Face of Defense: Adjutant General Wins Charity Sled Dog Race
By Army Sgt. Michelle Brown
Alaska National Guard
ANCHORAGE, Alaska, Feb. 15, 2012 The crisp winter air covered the glistening trail as Alaska’s adjutant general raced to the finish line and victory during the "Top Brass" charity sled dog race here Feb. 11.
Army Maj. Gen. Thomas H. Katkus, Alaska’s adjutant general, races to the finish line during the "Top Brass" Charity Sled Dog Race in Anchorage, Alaska, Feb. 11, 2012. U.S. Army photo by Maj. Guy Hayes
(Click photo for screen-resolution image);high-resolution image available.
Army Maj. Gen. Thomas Katkus along with five senior leaders representing all branches of the U.S. military participated in a three-mile dog sled race to determine who would be named the "top brass."
Each participant was assigned a three-dog team and musher from last year's "Top Dog" charity sled dog race to serve as a mentor.
"This was excellent and really fun," Katkus said. "About 100 yards into the trail, you don't hear anything except the dogs breathing and the sounds of the sled runners going down the trail."
Katkus and his team of world-champion athletes rose to the challenge and won the race with a course time of 9:28, nearly a minute faster than his fellow competitors. The general credited the win to his superior teammates: Cooper, Eeyore and Lizzy.
"This was my first time mushing, but I had a team of veteran dogs in front of me, keeping me on the sled," he said. "I also followed the advice I was given to just hang on to the sled and the dogs will do the work for you."
ExxonMobil made a $20,000 contribution to the Wounded Warrior Project, a program designed to honor and empower wounded warriors by raising awareness, helping injured service members and providing them a variety of additional services.
"I would like to thank ExxonMobil on behalf of all of the military," Katkus said. "I want to convey the importance of their donation and how it's going to change people's lives for the better."
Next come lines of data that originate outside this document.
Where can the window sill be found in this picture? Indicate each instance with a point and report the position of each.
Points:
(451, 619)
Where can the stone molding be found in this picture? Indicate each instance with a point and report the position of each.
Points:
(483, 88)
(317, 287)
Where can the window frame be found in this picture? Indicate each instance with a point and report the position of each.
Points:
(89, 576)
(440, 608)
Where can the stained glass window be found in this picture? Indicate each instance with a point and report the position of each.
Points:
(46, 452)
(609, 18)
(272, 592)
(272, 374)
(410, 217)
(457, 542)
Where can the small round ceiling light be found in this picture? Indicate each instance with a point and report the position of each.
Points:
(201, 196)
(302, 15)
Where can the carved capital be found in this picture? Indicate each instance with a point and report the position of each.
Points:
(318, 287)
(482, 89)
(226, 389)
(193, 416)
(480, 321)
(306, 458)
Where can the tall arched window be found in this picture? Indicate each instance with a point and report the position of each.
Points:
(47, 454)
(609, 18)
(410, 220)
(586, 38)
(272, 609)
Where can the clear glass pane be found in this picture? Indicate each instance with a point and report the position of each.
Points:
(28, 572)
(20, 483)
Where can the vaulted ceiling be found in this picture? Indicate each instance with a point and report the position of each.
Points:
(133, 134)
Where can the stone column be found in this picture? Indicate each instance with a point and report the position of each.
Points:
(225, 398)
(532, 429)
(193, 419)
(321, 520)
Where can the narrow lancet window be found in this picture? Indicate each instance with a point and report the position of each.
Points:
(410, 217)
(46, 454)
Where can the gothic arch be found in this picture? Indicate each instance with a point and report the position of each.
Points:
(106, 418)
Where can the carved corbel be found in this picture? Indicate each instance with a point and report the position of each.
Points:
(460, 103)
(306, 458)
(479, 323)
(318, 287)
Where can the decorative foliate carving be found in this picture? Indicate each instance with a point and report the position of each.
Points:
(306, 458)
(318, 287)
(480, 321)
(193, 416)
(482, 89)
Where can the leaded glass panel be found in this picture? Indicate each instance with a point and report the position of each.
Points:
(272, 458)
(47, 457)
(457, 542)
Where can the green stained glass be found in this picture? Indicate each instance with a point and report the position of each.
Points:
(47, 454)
The "Top Brass" Charity Dog Sled Race was held as part of the 39th annual ExxonMobil Open. The race has been an Alaska tradition since 1973. Aaron Stryk, ExxonMobil public and government affairs advisor, said the race is designed to pay tribute to the official sport of Alaska, while highlighting the invaluable institutions that give so much to the community.
In particular, he added, the race sponsors want to show appreciation to the nation’s wounded warriors who have given so much for their country.
"Thank you for all you do in service to Alaska and our country," Stryk said. "I hope this can be our way of saying thank you."